Monetary policy rates of major central banks are still expected to decline in the second half of 2024, with divergence in the pace of normalization reflecting varied inflation circumstances.
Growth Projections
Growth is expected to remain stable. At 3.2 percent in 2024 and 3.3 percent in 2025, the forecast for global economic growth is broadly unchanged from that in April.
Among advanced economies, growth is expected to converge over the coming quarters. In the United States, projected growth is revised downward to 2.6 percent in 2024, reflecting the slower-than-expected start to the year.
In the euro area, a modest pickup of 0.9 percent is expected for 2024, driven by stronger momentum in services and higher-than-expected net exports in the first half of the year.
In Japan, the strong shunto wage settlement is expected to support a turnaround in private consumption starting in the second half.
The forecast for growth in emerging market and developing economies is revised upward; the projected increase is powered by stronger activity in Asia, particularly China and India.
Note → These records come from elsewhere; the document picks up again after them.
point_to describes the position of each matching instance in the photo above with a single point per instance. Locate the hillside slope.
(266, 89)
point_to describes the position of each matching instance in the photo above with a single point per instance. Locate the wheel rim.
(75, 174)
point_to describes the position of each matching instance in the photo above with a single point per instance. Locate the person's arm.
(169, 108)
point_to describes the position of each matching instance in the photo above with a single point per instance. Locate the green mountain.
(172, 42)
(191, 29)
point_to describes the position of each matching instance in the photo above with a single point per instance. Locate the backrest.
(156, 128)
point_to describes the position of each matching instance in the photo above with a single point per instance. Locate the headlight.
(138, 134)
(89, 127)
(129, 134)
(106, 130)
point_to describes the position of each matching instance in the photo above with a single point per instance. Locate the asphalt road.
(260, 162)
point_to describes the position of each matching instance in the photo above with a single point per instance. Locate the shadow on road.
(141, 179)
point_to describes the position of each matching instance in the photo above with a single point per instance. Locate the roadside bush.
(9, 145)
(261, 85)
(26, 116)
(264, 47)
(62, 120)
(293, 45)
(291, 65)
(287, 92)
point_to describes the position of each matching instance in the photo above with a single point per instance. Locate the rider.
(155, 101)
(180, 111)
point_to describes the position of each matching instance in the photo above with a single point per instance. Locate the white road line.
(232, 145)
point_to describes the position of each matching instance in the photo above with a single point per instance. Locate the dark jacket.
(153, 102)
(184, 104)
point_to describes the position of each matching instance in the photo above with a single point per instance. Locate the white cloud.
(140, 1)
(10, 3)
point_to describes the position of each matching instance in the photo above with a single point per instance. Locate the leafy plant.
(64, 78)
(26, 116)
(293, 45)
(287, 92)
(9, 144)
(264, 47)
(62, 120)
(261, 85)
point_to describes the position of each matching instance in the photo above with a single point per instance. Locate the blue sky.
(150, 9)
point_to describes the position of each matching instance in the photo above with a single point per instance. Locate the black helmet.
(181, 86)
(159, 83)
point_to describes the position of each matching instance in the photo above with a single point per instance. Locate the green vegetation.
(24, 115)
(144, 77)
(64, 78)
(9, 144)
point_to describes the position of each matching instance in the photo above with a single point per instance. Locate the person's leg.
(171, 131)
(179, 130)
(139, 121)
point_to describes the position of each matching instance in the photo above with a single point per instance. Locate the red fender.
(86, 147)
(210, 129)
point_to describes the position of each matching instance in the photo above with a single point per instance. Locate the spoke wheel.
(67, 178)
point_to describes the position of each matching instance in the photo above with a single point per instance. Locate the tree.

With regard to Latin America and the Caribbean, growth has been revised downward for 2024 in Brazil, reflecting the near-term impact of flooding, and in Mexico, due to moderation in demand.
For the Middle East and Central Asia, oil production and regional conflicts continue to weigh on prospects.
The forecast for growth in sub-Saharan Africa is revised downward, mainly as a result of a 0.2 percentage point downward revision to the growth outlook in Nigeria amid weaker than expected activity in the first quarter of this year.